Yeah.....she's not here today.   She's probably doing another load of laundry, filling the kiddie pool, or baking something with almost too black bananas.

Her alter ego...the one that sometimes says "fuck" (pardon my French) and sometimes drinks too much wine:  she wanted to come out and play.   I do try to keep her in check most of the time for the sake of the minions.  

But every now and then?
You just gotta fly that feckin flag!

*In case you haven't caught on, this will NOT be a normal Rory post.  You may not like Royal Rory at all.  You've been warned.*

 Go visit The Queen in her castle if you want to play the Royal Freaky version of Fill Ins.

 1.  I woke up this morning only to find my youngest screaming her bloody head off at her older sister. I am fairly certain it was ass crack of dawn...but since I went from full on sleep to full on run in 1.7 seconds....I didn't check the damn clock.

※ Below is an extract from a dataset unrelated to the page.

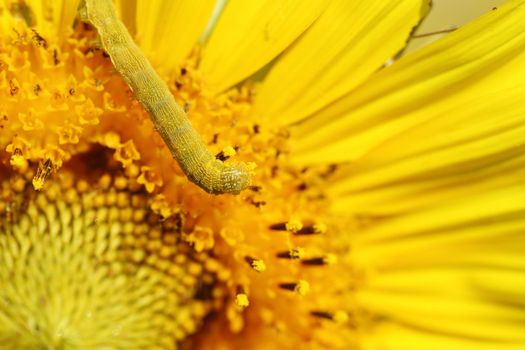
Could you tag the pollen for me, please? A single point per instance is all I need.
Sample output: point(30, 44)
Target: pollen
point(106, 242)
point(78, 272)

2. As I jumped out of bed and ran for the stairs in my underwear, I noticed, the boy was quietly playing Lego in his room undisturbed by the sounds of his sisters beatin da shit outta each other.

3. Later when the phone rang it was Left Brain sending me a text asking me to take steak out to BBQ for dinner.  Because that was the most pressing damn thing on my agenda at the moment.  Hell yeahWhat's for Dinner?  Whoop Ass....big ole can.

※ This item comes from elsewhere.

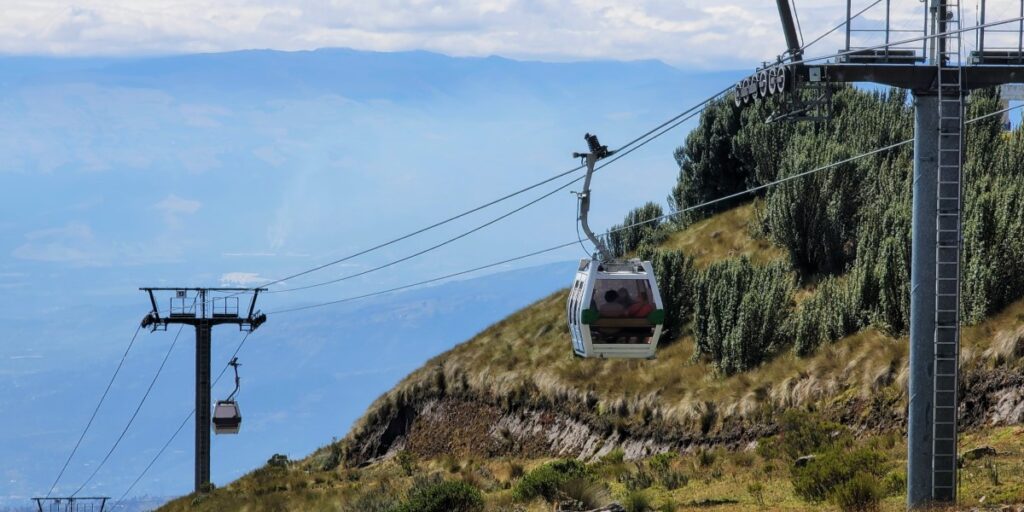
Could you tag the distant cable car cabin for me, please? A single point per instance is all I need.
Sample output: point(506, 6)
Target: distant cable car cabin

4.  Finally after calmly asking WTF is the problem?  I found out that......*deep breath*  little sister wanted to play Hungry Hippos (yes, at 7 am) and big sister was trying to watch a cartoon and don't you know that Hungry Hippos is like the nosiest feckin game ever?  and then little sister stood in front of the TV, prompting bigger sister to yell that she was BLOCKING THE DAMN TV and get out of the way to which little sister screaming of NNNNOOOOOOO commenced.  I believe this is when eldest - boy, left the room.  And also when littlest Who firmly planted those feet directly in front of  Strawberry Shortcakes' latest berry bitchin' good tale and refused to budge; prompting big sister to hit her over the head with aforementioned Hungry Hippos.   Not a brilliant plan since it only caused Littlest Who to scream all the louder while standing stunned: still in front of the TV.  *exhale, look for sharp instrument to cut self with*

5.  So I very promptly shut the TV off and with my calmest tone (of course, because that is the voice you use when pulled from sleep by blood curling screams) told big sister to apologize to little sister, and told them to both get straight away to their rooms for a cool down period (i.e. time for mama to recoup her senses...and damn hearing), and that I did not want to hear one sound until I came to get them!

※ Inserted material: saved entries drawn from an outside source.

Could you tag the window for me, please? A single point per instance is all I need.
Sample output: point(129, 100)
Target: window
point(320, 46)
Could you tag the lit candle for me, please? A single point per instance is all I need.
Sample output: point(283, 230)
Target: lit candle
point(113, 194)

At which point I naturally crawled back into bed, and the only sound heard was oldest boy heading down the stairs to reclaim the TV.  In silence. 

Which only proves that old proverb half true:   ear-raping squeaky wheels get sent to their rooms without any breakfast, but the 2nd mouse -- gets the cheese.
Or some sort shit.  whatever.

There's not enough coffee or tea in the kingdom today your Highness.

 Go on....let your inner Freak out to play.